«È andata molto peggio di quanto ci aspettassimo, non vediamo nessuna azione che possa alleviare la situazione di mia figlia. Siamo stati lasciati soli. Abbiamo chiesto due cose, i domiciliari in Italia o in alternativa in ambasciata in Ungheria e entrambe ci sono state negate. Credo che mia figlia resterà ancora per molto tempo in carcere e la vedremo ancora in catene ai processi». Sono amare le parole del padre di Ilaria Salis all’uscita del ministero della Giustizia dopo gli incontri con i ministri degli Esteri e della Giustizia Antonio Tajani e Carlo Nordio.

È caduta presto la maschera indossata dal governo Meloni dopo lo scandalo suscitato dalle immagini di Ilaria in catene e guinzaglio alla prima udienza del processo a suo carico, nel quale è accusata di aggressione a dei neonazisti e di affiliazione all’organizzazione tedesca Hammer bande. Sia nell’incontro del ministro Tajani con l’ambasciatore ungherese in Italia, sia in quello della premier Giorgia Meloni con l’omologo Victor Orban, il governo italiano si è limitato a raccomandazioni sulle condizioni detentive dell’antifascista e nulla più.

Gli strumenti europei di cooperazione giudiziaria che lo Stato italiano potrebbe attivare per Ilaria Salis

Eppure, secondo Susanna Marietti dell’Associazione Antigone esistono strumenti europei di cooperazione giudiziaria che potrebbero essere attivati che non impegnerebbero il governo in un’azione politica, come quella rappresentata dalla richiesta di estradizione.
Strumenti che anche la commissaria europea Mairead McGuinness ha evocato, sottolineando che gli arresti domiciliari chiesti per l’imputata sono in linea con il quadro europeo.
E se nell’esecutivo italiano si alternano dichiarazioni contrastanti, non ultima quella del viceministro della Giustizia, Francesco Paolo Sisto, secondo cui l’Italia sta lavorando affinché Ilaria possa ottenere un provvedimento di arresti domiciliari in Ungheria per poi portarla in Italia, il mantra ripetuto a più riprese è «non possiamo fare ingerenze nel sistema giudiziario ungherese».
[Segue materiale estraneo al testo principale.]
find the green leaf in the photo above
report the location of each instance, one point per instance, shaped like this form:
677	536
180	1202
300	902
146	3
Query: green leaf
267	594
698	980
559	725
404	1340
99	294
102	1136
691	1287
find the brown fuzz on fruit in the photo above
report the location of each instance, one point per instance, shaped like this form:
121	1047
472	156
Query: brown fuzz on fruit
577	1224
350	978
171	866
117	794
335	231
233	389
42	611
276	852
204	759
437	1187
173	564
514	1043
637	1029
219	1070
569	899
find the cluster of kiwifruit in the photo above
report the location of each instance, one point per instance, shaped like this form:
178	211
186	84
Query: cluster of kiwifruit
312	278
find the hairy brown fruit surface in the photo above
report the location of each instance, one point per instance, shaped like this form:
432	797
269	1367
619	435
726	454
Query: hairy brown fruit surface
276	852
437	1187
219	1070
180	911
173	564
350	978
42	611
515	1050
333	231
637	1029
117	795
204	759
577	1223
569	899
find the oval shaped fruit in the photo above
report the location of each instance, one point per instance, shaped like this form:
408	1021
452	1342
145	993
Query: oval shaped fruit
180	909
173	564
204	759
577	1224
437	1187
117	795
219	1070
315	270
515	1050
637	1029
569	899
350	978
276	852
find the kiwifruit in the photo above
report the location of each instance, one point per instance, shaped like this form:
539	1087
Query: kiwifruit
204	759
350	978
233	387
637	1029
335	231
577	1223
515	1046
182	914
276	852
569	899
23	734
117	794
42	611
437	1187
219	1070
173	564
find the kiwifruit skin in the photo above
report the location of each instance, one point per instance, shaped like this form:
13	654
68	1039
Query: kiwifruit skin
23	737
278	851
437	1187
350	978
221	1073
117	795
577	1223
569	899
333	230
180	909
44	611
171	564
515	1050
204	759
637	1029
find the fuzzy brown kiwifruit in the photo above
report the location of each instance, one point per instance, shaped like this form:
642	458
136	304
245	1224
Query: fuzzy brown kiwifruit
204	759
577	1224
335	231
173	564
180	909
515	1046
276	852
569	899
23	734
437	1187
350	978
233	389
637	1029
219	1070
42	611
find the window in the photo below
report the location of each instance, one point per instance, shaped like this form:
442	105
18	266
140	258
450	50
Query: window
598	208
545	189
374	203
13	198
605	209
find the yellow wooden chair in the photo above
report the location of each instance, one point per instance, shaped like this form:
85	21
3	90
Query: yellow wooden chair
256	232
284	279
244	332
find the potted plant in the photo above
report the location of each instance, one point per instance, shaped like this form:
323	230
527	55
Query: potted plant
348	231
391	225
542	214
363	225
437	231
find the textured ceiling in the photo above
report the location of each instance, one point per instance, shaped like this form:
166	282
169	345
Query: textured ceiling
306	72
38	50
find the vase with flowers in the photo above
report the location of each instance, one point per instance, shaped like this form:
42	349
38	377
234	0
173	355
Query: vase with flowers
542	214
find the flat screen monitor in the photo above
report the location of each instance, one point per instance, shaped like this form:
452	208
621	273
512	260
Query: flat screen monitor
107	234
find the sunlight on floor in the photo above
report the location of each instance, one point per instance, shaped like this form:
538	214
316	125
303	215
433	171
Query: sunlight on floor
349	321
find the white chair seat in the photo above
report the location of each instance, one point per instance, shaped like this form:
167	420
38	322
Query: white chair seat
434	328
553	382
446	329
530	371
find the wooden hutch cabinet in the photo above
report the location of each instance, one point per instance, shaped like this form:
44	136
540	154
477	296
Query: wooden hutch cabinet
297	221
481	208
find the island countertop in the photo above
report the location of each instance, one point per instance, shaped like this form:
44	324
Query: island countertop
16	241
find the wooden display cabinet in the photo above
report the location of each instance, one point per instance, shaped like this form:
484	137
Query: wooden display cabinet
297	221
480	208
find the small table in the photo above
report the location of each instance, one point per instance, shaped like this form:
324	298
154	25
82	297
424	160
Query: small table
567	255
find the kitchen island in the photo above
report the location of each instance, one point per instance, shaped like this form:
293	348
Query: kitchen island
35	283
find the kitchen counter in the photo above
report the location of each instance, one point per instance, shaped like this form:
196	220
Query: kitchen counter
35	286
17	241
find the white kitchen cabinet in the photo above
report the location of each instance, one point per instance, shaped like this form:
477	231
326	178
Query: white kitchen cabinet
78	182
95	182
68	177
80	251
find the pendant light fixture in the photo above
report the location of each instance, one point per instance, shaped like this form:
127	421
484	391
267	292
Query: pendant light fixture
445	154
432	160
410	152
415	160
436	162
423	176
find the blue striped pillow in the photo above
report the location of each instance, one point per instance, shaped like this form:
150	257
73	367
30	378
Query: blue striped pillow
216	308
«Ci sono degli strumenti normativi, delle decisioni quadro sul trasferimento dei prigionieri che sono all’interno dello spazio di cooperazione giudiziaria che l’Unione europea prevede – insiste Marietti – Non si tratta del ministro che interviene, ma è un lavoro fra giudici. Il governo italiano dovrebbe mettere in moto questi strumenti con un po’ più di vigore».

Il rapporto sulle carceri ungheresi e il conto per sostenere le spese legali

Proprio l’Associazione Antigone ha recentemente pubblicato un rapporto dello Hungarian Helsinki Comittee sulle condizioni in cui versano le carceri ungheresi.
Dal rapporto emerge che «nove anni dopo che la Corte europea dei diritti dell’uomo ha condannato l’Ungheria per aver violato il divieto di trattamenti inumani e degradanti a causa delle sue condizioni carcerarie, i detenuti continuano ad affrontare condizioni di vita al di sotto degli standard europei. Questa continua violazione dei diritti umani persiste soprattutto a causa del sovraffollamento sistematico. Inoltre, le autorità carcerarie ungheresi fanno uso sistematico di contenzioni fisiche quando presentano in tribunale gli imputati detenuti, una pratica che viola sia il diritto dell’UE che gli standard giuridici nazionali».

Nel frattempo il fumettista Zerocalcare rilancia l’iban per la raccolta fondi in favore di Ilaria Salis. «Quella di Ilaria è una difesa costosissima – scrive Zerocalcare – perché oltre alle spese vive ci sono da pagare le traduzioni, avvocati di due paesi, ecc, quindi chi ha desiderio e possibilità di contribuire può farlo su questo Iban, messo su dalle Brigate Volontarie per l’Emergenza, che era l’associazione con cui operava Ilaria».
Il numero di conto, intestato proprio alle Brigate Volontarie per l’Emergenza, è: IT 20Z0623001616000015293082.